En ce qui a trait à la diffusion des produits juridiques à valeur ajoutée, les conférenciers sont d'accord pour en laisser l'exploitation à l'entreprise privée.

D'autres conférenciers ont abordé des questions de protection de l'information.

Les liens hypertextes

Me Laurent Carrière et Me Éric Franchi se sont penchés sur les problèmes juridiques reliés à la raison d'être d'Internet : les liens hypertextes (il s'agit d'un procédé permettant d'accéder aux fonctions ou informations liées à un mot affiché à l'écran en cliquant simplement sur ce mot.).

De façon générale, un lien vers une page publique sans intention de gain et en respectant une éthique est permis. Toutefois, Me Franchi précise que cette liberté de faire des liens n'est pas absolue. Par exemple, dans les cas de liens vers des sites secrets, des sites qui supportent des activités prohibées ou des sites qui n'ont aucun lien avec le site d'origine.

Suivant les droits de paternité et d'intégrité, il ne semble pas permis de scinder un document ou d'être lié avec un site dont on ne veut pas être associé. À titre d'exemple, aucun restaurateur n'aimerait apparaître sur une compilation de liens des pires restaurants.

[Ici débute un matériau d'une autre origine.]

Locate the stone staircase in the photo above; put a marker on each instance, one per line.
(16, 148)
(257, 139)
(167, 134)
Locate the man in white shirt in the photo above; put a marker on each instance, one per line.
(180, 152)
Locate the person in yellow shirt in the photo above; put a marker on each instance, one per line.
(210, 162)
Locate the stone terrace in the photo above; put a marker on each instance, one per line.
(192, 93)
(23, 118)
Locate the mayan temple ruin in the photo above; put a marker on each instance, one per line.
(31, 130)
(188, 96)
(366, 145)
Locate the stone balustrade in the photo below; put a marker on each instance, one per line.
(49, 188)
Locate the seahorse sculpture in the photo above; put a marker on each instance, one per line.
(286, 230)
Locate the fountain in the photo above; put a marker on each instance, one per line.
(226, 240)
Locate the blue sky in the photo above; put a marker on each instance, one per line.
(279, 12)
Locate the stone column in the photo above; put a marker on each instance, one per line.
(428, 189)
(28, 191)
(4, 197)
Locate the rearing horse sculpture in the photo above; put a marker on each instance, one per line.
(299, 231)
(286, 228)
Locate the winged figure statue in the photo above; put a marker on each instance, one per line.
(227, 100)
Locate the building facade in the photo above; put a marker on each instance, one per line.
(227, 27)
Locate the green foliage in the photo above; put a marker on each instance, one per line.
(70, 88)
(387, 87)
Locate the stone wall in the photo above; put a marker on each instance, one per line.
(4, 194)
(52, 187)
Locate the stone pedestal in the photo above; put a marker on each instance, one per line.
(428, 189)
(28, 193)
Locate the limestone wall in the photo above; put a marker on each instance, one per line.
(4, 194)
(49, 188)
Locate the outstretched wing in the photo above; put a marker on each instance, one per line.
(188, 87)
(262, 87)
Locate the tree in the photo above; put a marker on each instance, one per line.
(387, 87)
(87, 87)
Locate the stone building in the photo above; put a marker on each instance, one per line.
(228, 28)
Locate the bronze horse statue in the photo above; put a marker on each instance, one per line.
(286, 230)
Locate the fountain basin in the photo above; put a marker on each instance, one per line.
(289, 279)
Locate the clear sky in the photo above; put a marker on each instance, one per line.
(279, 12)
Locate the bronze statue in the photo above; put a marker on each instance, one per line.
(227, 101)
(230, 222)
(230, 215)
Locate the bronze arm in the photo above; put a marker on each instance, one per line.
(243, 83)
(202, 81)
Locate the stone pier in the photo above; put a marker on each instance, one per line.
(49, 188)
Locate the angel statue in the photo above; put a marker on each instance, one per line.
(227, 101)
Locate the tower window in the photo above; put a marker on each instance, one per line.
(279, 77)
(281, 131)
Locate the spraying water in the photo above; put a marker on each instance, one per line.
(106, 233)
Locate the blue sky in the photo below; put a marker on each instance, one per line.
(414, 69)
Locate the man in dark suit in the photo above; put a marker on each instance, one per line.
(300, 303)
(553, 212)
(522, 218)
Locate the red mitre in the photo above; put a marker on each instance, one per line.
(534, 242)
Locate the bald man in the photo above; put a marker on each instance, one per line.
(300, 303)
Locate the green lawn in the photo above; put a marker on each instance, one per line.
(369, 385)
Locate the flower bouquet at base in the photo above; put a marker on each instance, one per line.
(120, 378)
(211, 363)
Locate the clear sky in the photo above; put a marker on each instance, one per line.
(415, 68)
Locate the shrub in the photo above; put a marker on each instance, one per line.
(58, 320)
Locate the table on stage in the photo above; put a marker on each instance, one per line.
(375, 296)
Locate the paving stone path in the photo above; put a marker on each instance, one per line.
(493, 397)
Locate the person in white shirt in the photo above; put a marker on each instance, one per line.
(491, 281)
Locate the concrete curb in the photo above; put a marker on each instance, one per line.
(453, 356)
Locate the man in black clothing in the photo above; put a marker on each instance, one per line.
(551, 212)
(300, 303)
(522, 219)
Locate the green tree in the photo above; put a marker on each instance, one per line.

Pour l'instant, Me Franchi propose la solution contractuelle pour protéger les oeuvres ou pour limiter la responsabilité des compagnies du fait de ses employés. «Le contrat ne présente qu'une sécurité en autant qu'il ne soit pas contesté en cour mais, à tout le moins, il est une expression de diligence de la part des compagnies qui cherchent à limiter leur responsabilité et à mettre en place une éthique et une politique d'utilisation et de diffusion de l'information sur Internet», explique-t-il.

Les marques de commerce et noms de domaine

Un nom de domaine permet de localiser un site sur Internet. (À ne pas confondre avec l'adresse E-mail qui permet d'échanger de l'information). Les règles qui régissent le régime des noms de domaine sont présentement incompatibles avec la Loi sur les marques de commerce.

Discutons du principal conflit. En vertu de la Loi sur les marques de commerce, l'enregistrement d'une marque de commerce confère à son propriétaire un droit exclusif partout au Canada sur cette marque. Toutefois, malgré cet enregistrement, il peut arriver qu'une marque de commerce dûment enregistrée soit utilisée dans un nom de domaine par quelqu'un d'autre que son propriétaire. Par conséquent, ce même propriétaire ne pourra pas utiliser sa marque de commerce pour s'identifier sur Internet.

La cause des conflits qui existent entre les deux régimes provient du non respect des lois existantes lors de l'adoption des règles qui gouvernent le régime des noms de domaine. «Avec le résultat où on se retrouve avec un système « premier rendu-premier servi». On ne respecte pas les droits de common law, on ne respecte pas les droits d'usage antérieurs », explique Me Marie Pinsonneault.

Le nombre des conflits risque d'être important puisqu'il y a environ 1500 demandes par jour aux États-Unis. La facilité d'enregistrer un nom de domaine est telle qu'il suffit de débourser 100 $ pour deux ans auprès du registre désiré. En conséquence, «il y a des entreprises qui enregistrent des millions de noms de domaine parce que de toutes façons on ne peut pas les attaquer avec les marques de commerce», énonce Me Jacques Labrèche.

La législation canadienne actuelle ne permet pas de solutionner ces conflits puisqu'elle n'a pas prévu cette éventualité. Il reste à voir si les tribunaux reconnaîtront qu'un nom de domaine peut être considéré comme étant une marque de commerce.